A year ago this week, Andrelton Simmons returned after missing more than a month because of a torn thumb ligament, the same injury to blame for center fielder Mike Trout's continued absence.
Simmons returned with a batting average in the low-.200s and fragile confidence. Both only worsened in his first week back. So, his feelings at this stage in this season mark a stark contrast in the 27-year-old shortstop's mind.
He entered Friday night hitting .277 with an above-average .748 on-base-plus-slugging percentage, and everything feels new.
"It feels way better to walk up there with a different confidence," Simmons said. "You walk up there and you know that that guy, he might get me out, but he has to earn it, instead of, 'I've gotta earn this hit,' like, OK, let me battle."
Simmons continued: "When you're going good, that's the feeling. When you're not going good..."
"You want to kill yourself," interjected struggling left fielder Ben Revere.
Simmons laughed at his teammate, who was sitting nearby.
"Well, that's another one," he said. "But, you're fighting yourself more when you're not good. Instead of thinking, 'This guy's in trouble, he better make good pitches right here,' you're thinking, 'You better make good pitches, or else I'm gonna hit the ball hard.'"
Canning signs, and he will rest
The Angels signed their second-round selection from this week's amateur draft, UCLA right-hander Griffin Canning, to a bonus near the $1,459,200 league-recommended figure.
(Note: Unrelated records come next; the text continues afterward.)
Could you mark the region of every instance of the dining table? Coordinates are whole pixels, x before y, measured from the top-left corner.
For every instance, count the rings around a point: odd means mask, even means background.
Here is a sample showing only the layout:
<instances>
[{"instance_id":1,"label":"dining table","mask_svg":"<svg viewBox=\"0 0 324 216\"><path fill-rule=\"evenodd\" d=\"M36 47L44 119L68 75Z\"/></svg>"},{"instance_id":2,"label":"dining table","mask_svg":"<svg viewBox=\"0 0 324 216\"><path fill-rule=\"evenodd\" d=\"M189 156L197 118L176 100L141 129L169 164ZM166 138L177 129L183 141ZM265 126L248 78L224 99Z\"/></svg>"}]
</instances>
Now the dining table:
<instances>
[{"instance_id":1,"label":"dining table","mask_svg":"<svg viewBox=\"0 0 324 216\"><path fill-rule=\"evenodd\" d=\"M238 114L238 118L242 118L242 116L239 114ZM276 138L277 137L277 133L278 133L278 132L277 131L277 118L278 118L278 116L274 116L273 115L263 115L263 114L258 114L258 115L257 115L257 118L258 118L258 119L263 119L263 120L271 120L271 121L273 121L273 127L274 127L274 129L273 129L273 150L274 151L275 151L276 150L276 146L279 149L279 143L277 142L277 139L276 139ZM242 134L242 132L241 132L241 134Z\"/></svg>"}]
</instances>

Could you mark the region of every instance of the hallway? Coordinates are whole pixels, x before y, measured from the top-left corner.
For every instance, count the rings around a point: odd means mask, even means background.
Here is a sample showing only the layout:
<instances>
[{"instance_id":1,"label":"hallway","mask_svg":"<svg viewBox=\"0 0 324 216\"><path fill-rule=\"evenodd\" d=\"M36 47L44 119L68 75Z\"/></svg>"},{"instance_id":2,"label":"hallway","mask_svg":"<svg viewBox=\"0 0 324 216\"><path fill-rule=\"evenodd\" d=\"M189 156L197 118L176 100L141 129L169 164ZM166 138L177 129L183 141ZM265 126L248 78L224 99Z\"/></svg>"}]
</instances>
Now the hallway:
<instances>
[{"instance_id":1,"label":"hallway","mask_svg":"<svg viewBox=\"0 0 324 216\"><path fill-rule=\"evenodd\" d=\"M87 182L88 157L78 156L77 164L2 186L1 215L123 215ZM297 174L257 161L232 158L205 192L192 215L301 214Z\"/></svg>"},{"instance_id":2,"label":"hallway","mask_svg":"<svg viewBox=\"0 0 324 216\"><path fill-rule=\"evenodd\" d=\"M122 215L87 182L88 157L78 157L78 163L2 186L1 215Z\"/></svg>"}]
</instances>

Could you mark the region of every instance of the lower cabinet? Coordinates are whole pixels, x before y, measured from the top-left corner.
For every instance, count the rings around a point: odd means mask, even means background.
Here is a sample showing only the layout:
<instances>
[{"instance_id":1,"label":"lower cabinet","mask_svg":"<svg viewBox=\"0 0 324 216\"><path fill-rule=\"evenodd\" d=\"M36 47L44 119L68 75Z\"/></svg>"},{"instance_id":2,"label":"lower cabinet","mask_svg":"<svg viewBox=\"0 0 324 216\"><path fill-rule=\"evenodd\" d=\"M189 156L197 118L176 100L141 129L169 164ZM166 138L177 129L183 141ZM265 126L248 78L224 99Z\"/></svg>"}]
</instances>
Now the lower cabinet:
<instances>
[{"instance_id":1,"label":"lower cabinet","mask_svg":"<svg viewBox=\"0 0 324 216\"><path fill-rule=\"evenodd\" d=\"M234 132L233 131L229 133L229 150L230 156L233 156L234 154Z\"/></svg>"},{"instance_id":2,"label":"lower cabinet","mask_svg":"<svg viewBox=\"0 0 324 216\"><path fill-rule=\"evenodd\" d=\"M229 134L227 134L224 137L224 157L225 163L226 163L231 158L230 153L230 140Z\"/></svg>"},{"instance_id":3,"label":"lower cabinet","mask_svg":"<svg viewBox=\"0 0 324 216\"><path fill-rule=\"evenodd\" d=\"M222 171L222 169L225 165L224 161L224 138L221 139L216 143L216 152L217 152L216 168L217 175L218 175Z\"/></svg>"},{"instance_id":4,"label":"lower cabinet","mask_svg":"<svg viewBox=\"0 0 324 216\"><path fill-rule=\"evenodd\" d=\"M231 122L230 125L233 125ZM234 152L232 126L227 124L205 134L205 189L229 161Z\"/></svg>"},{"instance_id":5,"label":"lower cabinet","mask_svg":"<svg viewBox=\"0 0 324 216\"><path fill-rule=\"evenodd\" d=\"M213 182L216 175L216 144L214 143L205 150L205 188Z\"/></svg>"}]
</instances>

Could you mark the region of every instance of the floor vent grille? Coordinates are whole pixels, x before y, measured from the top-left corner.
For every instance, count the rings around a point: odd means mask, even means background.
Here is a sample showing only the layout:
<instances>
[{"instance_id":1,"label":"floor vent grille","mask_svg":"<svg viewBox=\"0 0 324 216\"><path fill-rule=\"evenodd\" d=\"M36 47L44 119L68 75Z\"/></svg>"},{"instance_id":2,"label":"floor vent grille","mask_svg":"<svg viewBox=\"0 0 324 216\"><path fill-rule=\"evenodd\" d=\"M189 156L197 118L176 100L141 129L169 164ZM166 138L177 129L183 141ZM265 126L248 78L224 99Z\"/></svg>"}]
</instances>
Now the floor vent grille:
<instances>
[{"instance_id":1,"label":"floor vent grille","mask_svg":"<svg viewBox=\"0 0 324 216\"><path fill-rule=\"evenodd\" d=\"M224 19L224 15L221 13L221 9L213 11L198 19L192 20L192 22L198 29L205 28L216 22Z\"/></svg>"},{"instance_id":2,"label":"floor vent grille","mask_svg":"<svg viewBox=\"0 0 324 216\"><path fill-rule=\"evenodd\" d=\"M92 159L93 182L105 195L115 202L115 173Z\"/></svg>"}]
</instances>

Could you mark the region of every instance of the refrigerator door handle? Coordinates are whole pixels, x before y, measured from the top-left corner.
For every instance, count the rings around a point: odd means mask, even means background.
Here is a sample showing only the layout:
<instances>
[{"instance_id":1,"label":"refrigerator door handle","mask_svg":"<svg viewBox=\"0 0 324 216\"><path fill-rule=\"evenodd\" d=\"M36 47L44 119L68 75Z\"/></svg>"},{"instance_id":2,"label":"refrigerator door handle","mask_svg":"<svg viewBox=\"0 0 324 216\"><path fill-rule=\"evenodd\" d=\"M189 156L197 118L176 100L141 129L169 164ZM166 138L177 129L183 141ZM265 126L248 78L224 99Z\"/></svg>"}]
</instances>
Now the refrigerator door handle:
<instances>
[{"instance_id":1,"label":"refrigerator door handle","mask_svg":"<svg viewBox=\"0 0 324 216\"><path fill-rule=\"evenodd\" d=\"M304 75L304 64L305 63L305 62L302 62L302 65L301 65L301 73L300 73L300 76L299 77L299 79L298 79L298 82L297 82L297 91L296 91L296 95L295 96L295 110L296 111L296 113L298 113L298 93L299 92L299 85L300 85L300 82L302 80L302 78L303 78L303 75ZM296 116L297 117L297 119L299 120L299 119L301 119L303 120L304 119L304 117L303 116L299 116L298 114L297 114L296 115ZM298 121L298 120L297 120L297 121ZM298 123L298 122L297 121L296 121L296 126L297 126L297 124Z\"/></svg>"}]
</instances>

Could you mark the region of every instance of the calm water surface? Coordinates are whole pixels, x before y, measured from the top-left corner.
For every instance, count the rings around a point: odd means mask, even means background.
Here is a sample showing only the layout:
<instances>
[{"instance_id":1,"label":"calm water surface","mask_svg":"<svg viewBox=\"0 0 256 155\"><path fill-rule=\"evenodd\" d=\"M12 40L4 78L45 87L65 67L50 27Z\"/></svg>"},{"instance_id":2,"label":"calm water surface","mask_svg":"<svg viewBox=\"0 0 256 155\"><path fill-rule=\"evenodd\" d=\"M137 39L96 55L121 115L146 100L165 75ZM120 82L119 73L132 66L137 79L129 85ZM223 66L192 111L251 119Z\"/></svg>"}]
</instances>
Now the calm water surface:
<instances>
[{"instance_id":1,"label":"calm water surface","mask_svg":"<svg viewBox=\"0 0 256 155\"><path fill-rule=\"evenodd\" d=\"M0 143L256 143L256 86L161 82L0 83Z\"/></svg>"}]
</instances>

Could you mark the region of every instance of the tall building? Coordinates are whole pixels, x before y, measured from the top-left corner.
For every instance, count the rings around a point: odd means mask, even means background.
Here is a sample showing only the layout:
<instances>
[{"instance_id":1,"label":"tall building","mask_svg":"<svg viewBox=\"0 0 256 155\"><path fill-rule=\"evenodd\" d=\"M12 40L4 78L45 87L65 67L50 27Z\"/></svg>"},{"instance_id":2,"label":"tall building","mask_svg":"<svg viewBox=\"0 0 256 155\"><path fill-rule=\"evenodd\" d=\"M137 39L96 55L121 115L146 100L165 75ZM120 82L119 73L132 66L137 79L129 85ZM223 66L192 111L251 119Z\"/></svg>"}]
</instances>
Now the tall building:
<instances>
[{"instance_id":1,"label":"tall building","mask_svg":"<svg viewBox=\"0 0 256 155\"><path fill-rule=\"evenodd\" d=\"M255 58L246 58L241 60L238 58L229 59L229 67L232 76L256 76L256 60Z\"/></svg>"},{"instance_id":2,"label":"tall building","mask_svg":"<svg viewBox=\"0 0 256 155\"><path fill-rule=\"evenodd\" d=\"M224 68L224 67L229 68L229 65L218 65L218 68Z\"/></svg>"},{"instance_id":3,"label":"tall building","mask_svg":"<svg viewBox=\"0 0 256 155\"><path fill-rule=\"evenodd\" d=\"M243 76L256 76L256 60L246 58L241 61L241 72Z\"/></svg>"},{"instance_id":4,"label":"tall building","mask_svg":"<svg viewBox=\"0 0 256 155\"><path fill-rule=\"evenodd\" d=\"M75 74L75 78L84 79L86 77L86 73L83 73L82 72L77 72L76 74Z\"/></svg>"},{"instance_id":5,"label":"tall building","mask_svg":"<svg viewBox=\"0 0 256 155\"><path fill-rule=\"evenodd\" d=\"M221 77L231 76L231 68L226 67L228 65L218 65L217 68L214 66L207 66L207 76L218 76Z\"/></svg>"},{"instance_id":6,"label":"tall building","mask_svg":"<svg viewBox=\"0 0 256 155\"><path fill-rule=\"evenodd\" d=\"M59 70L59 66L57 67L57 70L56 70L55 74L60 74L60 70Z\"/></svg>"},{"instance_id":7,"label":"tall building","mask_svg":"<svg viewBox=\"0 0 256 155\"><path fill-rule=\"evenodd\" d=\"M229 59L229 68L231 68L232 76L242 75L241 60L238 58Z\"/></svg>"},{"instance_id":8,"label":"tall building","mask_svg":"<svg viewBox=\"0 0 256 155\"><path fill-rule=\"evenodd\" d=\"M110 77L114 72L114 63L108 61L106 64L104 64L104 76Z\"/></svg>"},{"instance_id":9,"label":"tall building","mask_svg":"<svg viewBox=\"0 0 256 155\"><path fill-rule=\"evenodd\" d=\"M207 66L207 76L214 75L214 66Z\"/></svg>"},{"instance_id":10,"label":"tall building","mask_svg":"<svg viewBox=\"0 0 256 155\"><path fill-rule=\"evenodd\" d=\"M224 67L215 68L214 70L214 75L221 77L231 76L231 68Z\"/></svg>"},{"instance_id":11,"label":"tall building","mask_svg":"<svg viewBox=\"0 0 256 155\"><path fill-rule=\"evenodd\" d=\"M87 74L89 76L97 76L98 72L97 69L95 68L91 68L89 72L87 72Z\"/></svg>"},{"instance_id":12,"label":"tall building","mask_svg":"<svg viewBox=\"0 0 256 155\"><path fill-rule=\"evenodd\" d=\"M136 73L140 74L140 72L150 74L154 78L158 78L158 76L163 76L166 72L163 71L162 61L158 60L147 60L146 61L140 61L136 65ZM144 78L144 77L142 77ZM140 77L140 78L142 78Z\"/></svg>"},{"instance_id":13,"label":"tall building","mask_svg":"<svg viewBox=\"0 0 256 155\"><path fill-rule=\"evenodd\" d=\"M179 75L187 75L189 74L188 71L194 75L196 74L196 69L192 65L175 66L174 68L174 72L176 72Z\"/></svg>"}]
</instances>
General manager Billy Eppler said Canning will not pitch in any minor league games this season because he already threw 119 innings for the Bruins. According to multiple recent reports, Canning's draft stock dropped because of concerns about his medical results, connected to his UCLA workload. Eppler said the Angels were satisfied with his physical examination.
Canning will focus on strength work at the club's spring training complex until December, when he'll commence his throwing program preparation for 2018.
The 21-year-old Orange County native grew up as an Angels fan and named former closer Francisco Rodriguez as his favorite pitcher.
Right-hander Matt Shoemaker is likely to miss his next start because of the forearm tightness that forced him to exit his Wednesday outing. Manager Mike Scioscia said Shoemaker is a "longshot" to start Tuesday in New York, when his rotation spot next arrives. …Right-handed reliever Cam Bedrosian said he is ready to be activated from the disabled list, where he spent nearly two months because of a groin strain. That's likely to happen Saturday. …Veteran right-hander Doug Fister threw 88 pitches over five-plus innings Friday for triple-A Salt Lake. He surrendered seven hits and five runs while walking two and striking out two. ...In relief of Fister, right-hander Huston Street (triceps tightness) threw a perfect inning. He's due to make one more rehab appearance.